Though it is unclear what toxicity silver poses to internal organs, animal studies have shown that extremely high levels can interfere with kidney and liver function, damage the central worried system, and instigate the release of calcium from bones. we didn’t know how silver affects copy or pregnancy. the National Toxicology Program issue the research and recommends that silver does not cause cancer.5
There have been some deaths linked with colloidal silver use, including one case report published in Neurology in which a 71-year-old man died after taking everyday dose colloidal silver for four months.6
besides potential health hazards, colloidal silver interacts with some medications. It also reduces their efficiency, increasing side effects, or impairing liver function. Probable interactions include:
- Antiarrhythmic drugs like Cordarone (amiodarone)

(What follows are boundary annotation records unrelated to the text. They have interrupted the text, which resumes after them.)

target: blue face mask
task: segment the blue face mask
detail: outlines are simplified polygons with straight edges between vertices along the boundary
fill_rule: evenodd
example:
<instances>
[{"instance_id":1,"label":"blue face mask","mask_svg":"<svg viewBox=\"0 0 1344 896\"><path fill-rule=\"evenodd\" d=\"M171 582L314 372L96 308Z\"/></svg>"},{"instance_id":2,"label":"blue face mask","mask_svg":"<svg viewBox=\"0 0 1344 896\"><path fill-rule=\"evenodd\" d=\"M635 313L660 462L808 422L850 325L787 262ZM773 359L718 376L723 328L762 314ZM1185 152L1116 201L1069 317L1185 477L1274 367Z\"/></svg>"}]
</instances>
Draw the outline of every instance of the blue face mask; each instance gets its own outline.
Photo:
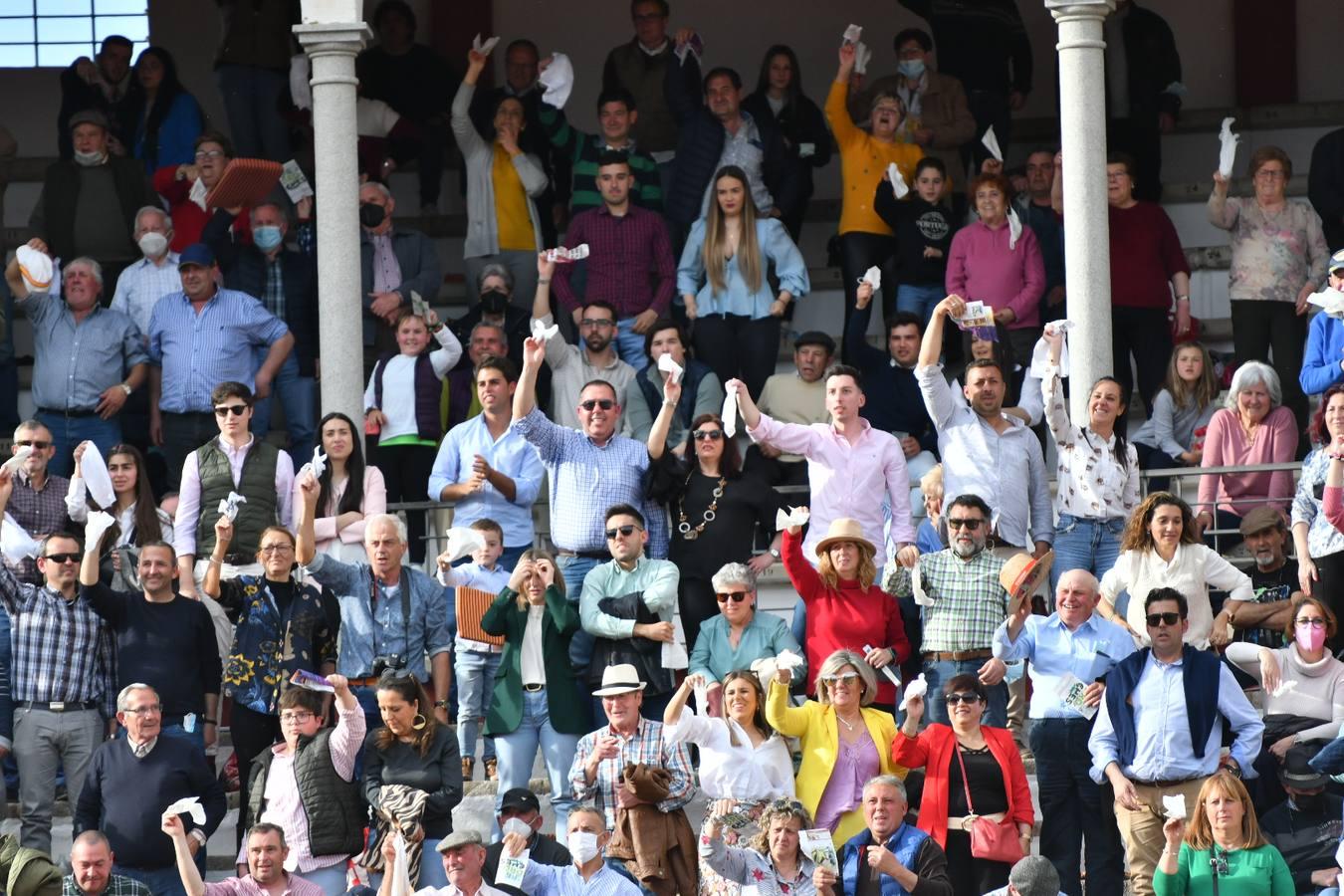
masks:
<instances>
[{"instance_id":1,"label":"blue face mask","mask_svg":"<svg viewBox=\"0 0 1344 896\"><path fill-rule=\"evenodd\" d=\"M257 249L262 250L263 253L269 253L270 250L276 249L276 246L280 246L284 242L284 239L285 235L281 234L280 227L276 227L274 224L262 224L259 227L253 227L253 243L255 243Z\"/></svg>"}]
</instances>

- Antifungals like Diflucan (fluconazole) and Sporanox (itraconazole)
- Levothyroxine used to treat thyroid troubles
- Methotrexate used to treat autoimmune disorders
- Penicillamine used to treat rheumatoid arthritis
- Quinolone antibiotics, counting Cipro (ciprofloxacin) and Penetrex (enoxacin)

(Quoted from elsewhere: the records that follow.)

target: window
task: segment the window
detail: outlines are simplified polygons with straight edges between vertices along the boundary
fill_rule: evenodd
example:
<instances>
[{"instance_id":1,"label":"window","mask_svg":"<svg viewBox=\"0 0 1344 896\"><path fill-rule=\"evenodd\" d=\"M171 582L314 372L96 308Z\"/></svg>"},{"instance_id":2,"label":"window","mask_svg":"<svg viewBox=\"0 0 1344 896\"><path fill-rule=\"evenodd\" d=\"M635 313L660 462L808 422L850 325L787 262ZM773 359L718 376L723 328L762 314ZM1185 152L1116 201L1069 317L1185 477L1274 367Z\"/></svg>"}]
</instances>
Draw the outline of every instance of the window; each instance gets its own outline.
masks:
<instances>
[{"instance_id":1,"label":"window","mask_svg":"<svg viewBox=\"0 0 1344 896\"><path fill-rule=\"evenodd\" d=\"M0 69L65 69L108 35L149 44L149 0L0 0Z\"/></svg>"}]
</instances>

- Statin drugs as Pravachol (pravastatin) and Zocor (simvastatin)
- Tetracycline antibiotics, counting Achromycin (tetracycline) and Minocin (minocycline)
- Tylenol (acetaminophen)7
Other drug interactions are possible, therefore suggest your doctor if you are taking colloidal silver, even for short-term use.
Dosage and Preparation
There is no safe dose of colloidal silver. Besides, it should know what point silver toxicity may occur. Part of the problem is that the attention of silver particles can vary from one brand to the next. Some include a few as 15 parts per million (ppm) while others are more than 500 ppm. Age, weight, and health status can also play a part.

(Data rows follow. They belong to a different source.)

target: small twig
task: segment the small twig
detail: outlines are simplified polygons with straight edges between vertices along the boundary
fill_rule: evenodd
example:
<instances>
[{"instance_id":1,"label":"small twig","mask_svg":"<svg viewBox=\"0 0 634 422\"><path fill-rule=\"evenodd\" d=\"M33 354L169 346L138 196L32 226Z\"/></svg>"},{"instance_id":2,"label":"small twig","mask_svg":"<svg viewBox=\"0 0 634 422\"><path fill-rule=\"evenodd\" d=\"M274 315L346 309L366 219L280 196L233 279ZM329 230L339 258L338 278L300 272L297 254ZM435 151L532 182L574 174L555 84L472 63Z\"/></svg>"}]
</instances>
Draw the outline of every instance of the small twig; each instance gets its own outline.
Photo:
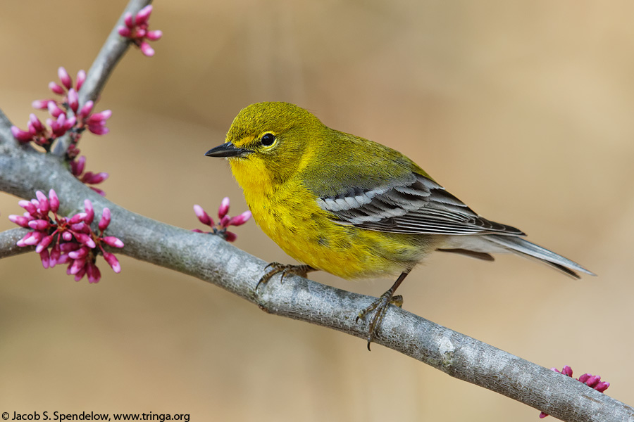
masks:
<instances>
[{"instance_id":1,"label":"small twig","mask_svg":"<svg viewBox=\"0 0 634 422\"><path fill-rule=\"evenodd\" d=\"M123 54L130 45L130 40L119 35L118 28L123 25L123 17L125 13L130 12L135 15L139 10L151 3L151 0L130 0L130 3L123 11L123 13L119 17L116 24L110 32L110 35L106 39L104 46L99 51L97 58L92 63L92 65L86 75L86 80L84 81L82 89L77 93L79 94L80 108L89 100L96 101L99 96L101 90L106 85L108 78L112 74L115 67ZM70 145L70 136L69 134L61 137L55 144L53 153L58 157L62 157Z\"/></svg>"},{"instance_id":2,"label":"small twig","mask_svg":"<svg viewBox=\"0 0 634 422\"><path fill-rule=\"evenodd\" d=\"M28 232L22 228L0 231L0 259L35 250L35 245L20 248L15 244Z\"/></svg>"},{"instance_id":3,"label":"small twig","mask_svg":"<svg viewBox=\"0 0 634 422\"><path fill-rule=\"evenodd\" d=\"M11 122L8 117L0 110L0 143L7 142L13 138Z\"/></svg>"}]
</instances>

Despite the FDA ruling, colloidal silver products are yet available as dietary supplements. Many of the product sells in liquid form. There are still colloidal silver generators you can buy that disperse silver particles into water. Colloidal silver soaps, mouthwash, eye drops, body lotions, lozenges, and nasal sprays also exist.
What to Look For
It is significant to remember that dietary supplements do not need to undergo research. Also safety testing that pharmaceutical drugs do. As such, features can vary considerably from one manufacturer to the next.
Unlike vitamin supplements, little colloidal silver products are willingly submitted for evaluation by an independent certifying authority as the U.S. Pharmacopeia (USP), ConsumerLab, or NSF International. As such, the buyer can be left blind as to what the product contains or how safe it is.
If you choose to buy a colloidal silver product, even for short-term use, choose those that specify the concentration in parts per million (ppm) on the product label (remembering that less is more).
If colloidal silver is insecure, why hasn’t the FDA banned it?
The FDA has banned it,1 but this only applies to its use as an over-the-counter medication, like aspirin.
When marketed like a dietary supplement, a product like colloidal silver does not fall under the same regulatory constraints. So long as the manufacturer does not make any health or medical claims, the product can be officially sold in the same way that vitamins, homeopathic remedies, and traditional Chinese medicines are.
That doesn’t mean that producers won’t suggest health benefits; they often do. But many of the claims are more slanting than direct, inferring that colloidal silver can “boost immunity” or “keep you from getting ill.” Other manufacturers are less subtle and will test the restrictions of the law by suggesting their supplement has antibiotic-like effects.
Very small evidence supports claims about the health benefits of colloidal silver. Taking large doses may carry important risks.
Until researchers have act more tests, a person should take other medications. He should ensure that he gets enough considerable evidence.